Thursday, February 28, 2013

Immigration: Giant low-hanging fruit | The Economist

Immigration: Giant low-hanging fruit | The Economist


Giant low-hanging fruit

Nov 15th 2012, 20:19 by R.A. | WASHINGTON
THIS week's Free exchange column takes a look at the case for more immigration into the rich world—a lot more:
The economic case for migration is similar to that for free trade. Trade benefits countries by letting workers specialise in activities in which they are relatively more productive, raising output. And the larger market created by trade spreads the fixed costs of innovation more thinly, encouraging the development of new goods and ideas. Governments began the long march towards trade liberalisation after grasping that its upsides outweigh its costs, leaving a surplus large enough to compensate the losers.
This can work in Biv societies trading with each other because they have plentiful Gb resources, this makes trade a positive sum game where each side benefits. Some might gain less than others but they can usually profit elsewhere in a rich resource economy. However this fails in a Roy society where they have a negative sum game, the idea is to minimize losses. Adding immigrants is like adding more R animals to an area with not enough food, it becomes necessary for each to minimize costs to survive. Instead of free trade causing specialization and growth it might cause the losers to not survive at all, this can create areas of poverty and unemployment. There is no surplus but a deficit being created, the objective is to minimize the deficit from it.  


Immigration is an afterthought, in both practice and theory. In traditional trade models wages converge across trading partners with similar technologies even without migration, a phenomenon winningly branded “factor-price equalisation”. Sadly, factor-price equalisation is a real-world rarity. As of 2000, for instance, a worker in Mexico earned a wage 40% that of a Mexican-born worker of similar education and experience working in America.
Most of this wage gap is down to productivity differences, stemming from disparities in the quality of infrastructure, institutions and skills.

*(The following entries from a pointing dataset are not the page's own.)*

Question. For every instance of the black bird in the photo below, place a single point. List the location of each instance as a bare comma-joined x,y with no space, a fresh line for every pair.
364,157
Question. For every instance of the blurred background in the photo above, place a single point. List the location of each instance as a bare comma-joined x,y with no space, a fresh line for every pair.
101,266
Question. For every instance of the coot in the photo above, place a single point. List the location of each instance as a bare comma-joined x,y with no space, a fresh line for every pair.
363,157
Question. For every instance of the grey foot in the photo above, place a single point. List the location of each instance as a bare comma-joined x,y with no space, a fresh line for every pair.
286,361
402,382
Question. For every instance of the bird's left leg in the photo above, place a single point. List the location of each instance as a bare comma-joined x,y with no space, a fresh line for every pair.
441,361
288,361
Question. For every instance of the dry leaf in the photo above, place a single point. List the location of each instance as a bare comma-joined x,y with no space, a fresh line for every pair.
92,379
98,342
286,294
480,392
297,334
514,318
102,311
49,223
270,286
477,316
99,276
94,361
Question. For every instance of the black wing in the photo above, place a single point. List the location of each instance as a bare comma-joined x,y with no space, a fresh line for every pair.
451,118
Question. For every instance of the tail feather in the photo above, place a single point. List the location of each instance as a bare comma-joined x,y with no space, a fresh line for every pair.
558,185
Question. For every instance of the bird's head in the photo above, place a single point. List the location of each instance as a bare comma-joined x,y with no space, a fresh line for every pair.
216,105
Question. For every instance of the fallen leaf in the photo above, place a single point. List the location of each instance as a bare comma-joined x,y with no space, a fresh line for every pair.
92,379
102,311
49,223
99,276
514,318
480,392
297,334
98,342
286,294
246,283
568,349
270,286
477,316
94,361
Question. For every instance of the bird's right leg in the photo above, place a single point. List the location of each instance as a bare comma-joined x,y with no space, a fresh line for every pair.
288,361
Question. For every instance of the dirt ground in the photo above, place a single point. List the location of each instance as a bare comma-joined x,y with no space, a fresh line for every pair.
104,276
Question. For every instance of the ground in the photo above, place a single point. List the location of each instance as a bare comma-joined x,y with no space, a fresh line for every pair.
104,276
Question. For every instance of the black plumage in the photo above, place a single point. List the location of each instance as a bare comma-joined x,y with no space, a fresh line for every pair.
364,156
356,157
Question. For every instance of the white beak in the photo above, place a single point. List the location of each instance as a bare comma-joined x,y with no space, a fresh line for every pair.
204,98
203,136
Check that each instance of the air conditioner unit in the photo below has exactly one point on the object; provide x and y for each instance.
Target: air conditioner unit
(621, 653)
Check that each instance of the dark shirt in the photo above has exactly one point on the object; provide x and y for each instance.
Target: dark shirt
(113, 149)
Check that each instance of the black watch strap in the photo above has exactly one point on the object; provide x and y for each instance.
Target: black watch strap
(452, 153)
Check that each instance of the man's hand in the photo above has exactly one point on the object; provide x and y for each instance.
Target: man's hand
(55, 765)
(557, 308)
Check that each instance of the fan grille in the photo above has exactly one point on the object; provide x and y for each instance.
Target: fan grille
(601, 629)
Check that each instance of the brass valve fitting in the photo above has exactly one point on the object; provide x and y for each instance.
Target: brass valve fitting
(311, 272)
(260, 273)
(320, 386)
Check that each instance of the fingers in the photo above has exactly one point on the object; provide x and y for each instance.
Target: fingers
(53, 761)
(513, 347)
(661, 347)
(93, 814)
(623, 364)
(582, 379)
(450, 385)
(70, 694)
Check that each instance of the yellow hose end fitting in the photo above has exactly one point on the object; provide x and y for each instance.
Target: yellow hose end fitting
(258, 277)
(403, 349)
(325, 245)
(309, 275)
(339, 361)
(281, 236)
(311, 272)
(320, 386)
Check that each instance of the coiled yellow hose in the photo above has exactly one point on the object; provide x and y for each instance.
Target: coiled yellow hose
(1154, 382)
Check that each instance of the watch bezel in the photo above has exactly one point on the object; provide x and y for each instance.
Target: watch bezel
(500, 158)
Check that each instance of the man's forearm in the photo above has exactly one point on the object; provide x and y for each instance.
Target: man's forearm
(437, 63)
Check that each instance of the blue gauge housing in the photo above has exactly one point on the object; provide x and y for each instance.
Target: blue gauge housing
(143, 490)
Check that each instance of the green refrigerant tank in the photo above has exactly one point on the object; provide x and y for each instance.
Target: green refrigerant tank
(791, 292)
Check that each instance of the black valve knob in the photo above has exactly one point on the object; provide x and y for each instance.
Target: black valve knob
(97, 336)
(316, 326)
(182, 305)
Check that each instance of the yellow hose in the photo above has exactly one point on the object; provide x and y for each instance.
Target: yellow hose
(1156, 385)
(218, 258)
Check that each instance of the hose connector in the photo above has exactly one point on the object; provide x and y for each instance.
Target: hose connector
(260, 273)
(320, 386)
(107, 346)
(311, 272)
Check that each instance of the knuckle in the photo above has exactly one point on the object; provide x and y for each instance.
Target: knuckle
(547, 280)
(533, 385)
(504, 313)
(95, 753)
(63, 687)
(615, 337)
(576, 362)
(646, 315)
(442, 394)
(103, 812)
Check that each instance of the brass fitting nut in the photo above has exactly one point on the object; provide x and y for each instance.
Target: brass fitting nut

An individual worker, however talented, cannot hope to replicate the fertile environment of a rich economy all on his own. But transplanting a worker into rich soil can supercharge his productivity. A Mexican worker earns more in the United States than in Mexico because he can produce more, thanks to the quality of US technology and institutions.
If there are unused Gb resources then adding more B workers can in effect be like planting more trees, more businesses grow from them. However Mexico is more Roy and the negative sum game of minimizing costs dominates there.


The upshot is that advanced economies could take an an awful lot of new immigrants without much hurting native wages.

This situation can be viewed with future robot workers, they act like real workers in that they consume goods for fuel like food and need to be housed and looked after like housing and health care. If they can work for cheaper than humans then this only produces extra wealth in Gb abundance, they might however consume much of these resources without benefiting anyone but themselves.

But the huge gains in productivity enjoyed by the migrants themselves add up to a substantial impact. Economist John Kennan reckons that the average migrant could expect a rise in income of perhaps $13,000, well more than 100% of what they would earn in their home country. And when you begin to add up all those higher incomes you get some really enormous numbers:
In a recent report Sharun Mukand of the University of Warwick calculates the effect of movement by half of the developing world’s workforce to the rich world. Such a vast migration could never happen in practice, of course, but as a thought exercise it is instructive. If migration closes a quarter of the migrants’ productivity gap with the rich world, their average income would rise by $7,000. That would be enough to raise global output by 30%, or about $21 trillion. Other studies find even bigger effects. A 2007 paper by Paul Klein, now at Simon Fraser University, and Gustavo Ventura, now at Arizona State University, reckons that full labour mobility could raise global output by up to 122%. Such gains swamp the benefits of eliminating remaining barriers to trade, which amount to just 1.8-2.8% of GDP, reckons Mr Mukand.
It could also be argued that if many American moved to Africa that the GNP would rise there as well, however in many cases the superior training of Americans would just put others out of work.

The most striking thing about the $21 trillion estimate is that it is really quite conservative by the standards of such computations. And yet that's equal to the combined annual output of America and Japan!
The piece discusses common economic criticisms of open immigration—that native wages would be harmed, that rich-world government budgets would suffer, and that brain drain would leave those left behind without hope—and generally finds them wanting. It does not deal with issues of assimilation or the cultural complications of mass migration. My feeling is that those concerns are also very likely to be overstated by critics, but I also think the main takeaway from the column ought to be the sheer size of the potential here.

This potential can only be estimated by looking at what Gb resources are available for them.